2013 Fiscal Year Annual Research Report
Project/Area Number |
23730422
|
Research Institution | Kansai University |
Principal Investigator |
岩本 明憲 関西大学, 商学部, 准教授 (10527112)
|
Keywords | 再販制度 / 英国 / 日本 / 返品制 / 書籍 / 取次 |
Research Abstract |
平成23年度から25年度における「英国と日本における書籍再販制度研究」の成果については、以下の点が特に重要である。 日本における書籍再販制度研究の殆どは、法的な議論、具体的には再販制度の法的身分と独禁法の解釈問題、英国での書籍再販制度に関する裁判での主張の転載、制度改正の機運の高まりに伴う出版社、取次、書店が行う再販制度廃止反対の主張に終始しており、経済理論的な問い(すなわち、なぜ書籍業界において出版社が再販売価格維持を望むのか、または本当に出版社がそれを望んでいるのか、そして、最終的には再販制度によって最も恩恵を受けるのはどのプレイヤかという問題)については全く議論されていないことが明らかとなった。加えて、書籍に限定されない一般的な再販行為の理論研究では書籍再販制度よりは流通系列化と関連付けた理論研究が主流であり、書籍業界に見られる主として財の特性や流通構造の特殊性(または一般性)を考慮した分析は皆無であり、ゆえにそのモデルや結論を日本の書籍再販制度研究に援用することが極めて困難であることが明らかになった。(このことは拙稿(2013)における日本の再販研究の詳細な再検討・再構成によって明らかにされたことであり、その続編となる論文もまもなく上梓される見込みである。)。これは当初の予想とは異なる発見であり、日本の書籍再販制度を分析するための新たな枠組み・理論を一から構築する必要性を示唆するものである。

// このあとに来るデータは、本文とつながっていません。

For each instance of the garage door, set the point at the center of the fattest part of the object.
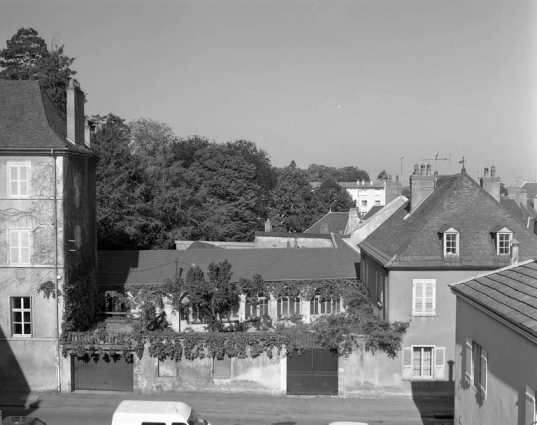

このような試みは、英国を始め海外の研究でも見られず、それゆえに日本の書籍再販制度を説明する固有のモデルの構築が必要であること、そしてそのためには英国及び日本における既存の研究成果が(参考程度にはなるものの)ほとんど役に立たないということが学説研究を通じて明らかになった。当然のことながら、次なる研究課題として、わが国の書籍再販制度を説明する枠組みの整理に入っている段階である。